El hipódromo y La Barraca

El Hipódromo de la Zarzuela, proyectado en 1934 y terminado inmediatamente después de la Guerra Civil por los arquitectos Carlos Arniches y Martín Domínguez y el ingeniero Eduardo Torroja, personifica como ningún otro edificio el pensar característico de esa gran institución anglófila y liberal que fue la Residencia de Estudiantes. Muchos de los que allí se formaron, como mi padre Martín Domínguez Esteban, le deben su manera de afrontar las contradicciones de la sociedad en la que vivían, lastrada por querencias enfrentadas a las transformaciones que la modernidad incipiente de esa época exigía.

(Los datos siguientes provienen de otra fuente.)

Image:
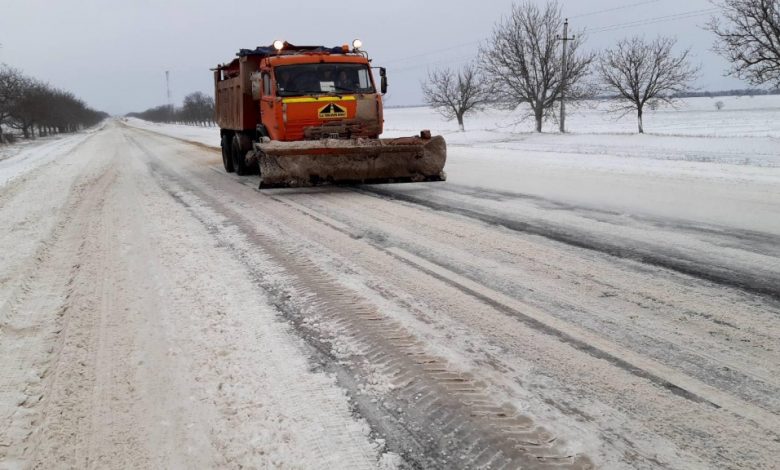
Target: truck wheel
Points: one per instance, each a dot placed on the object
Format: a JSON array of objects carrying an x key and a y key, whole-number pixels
[
  {"x": 239, "y": 157},
  {"x": 227, "y": 156}
]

Francisco García Lorca, en su carta leída en el acto In Memoriam de Martín Domínguez celebrado en la Universidad de Cornell en octubre de 1970, recordaba, "... nuestra simultánea estancia en la Residencia de Estudiantes, un hogar físico e intelectual sencillo y refinado" donde el impulso progresista de Francisco Giner de los Ríos fomentaba "un lazo común de ideales y creencias, un modo de vida, diríamos, que creía en lo mejor que había en la tradición española, pero abierta hacia un futuro mejor". No se nos puede escapar la importancia del compromiso que de esta manera de pensar se deriva, antes de que el hipódromo, bien cultural irrepetible que tan nítidamente plasma este empeño, pudiera ser desvirtuado por una "modernización" que lo derivase hacia el ubicuo mercantilismo de nuestros tiempos. Sería una pérdida tan irreparable como innecesaria, pues transformarlo difícilmente equivaldría a mejorar su funcionamiento: este edificio está adaptado al concurso hípico como el guante a una mano.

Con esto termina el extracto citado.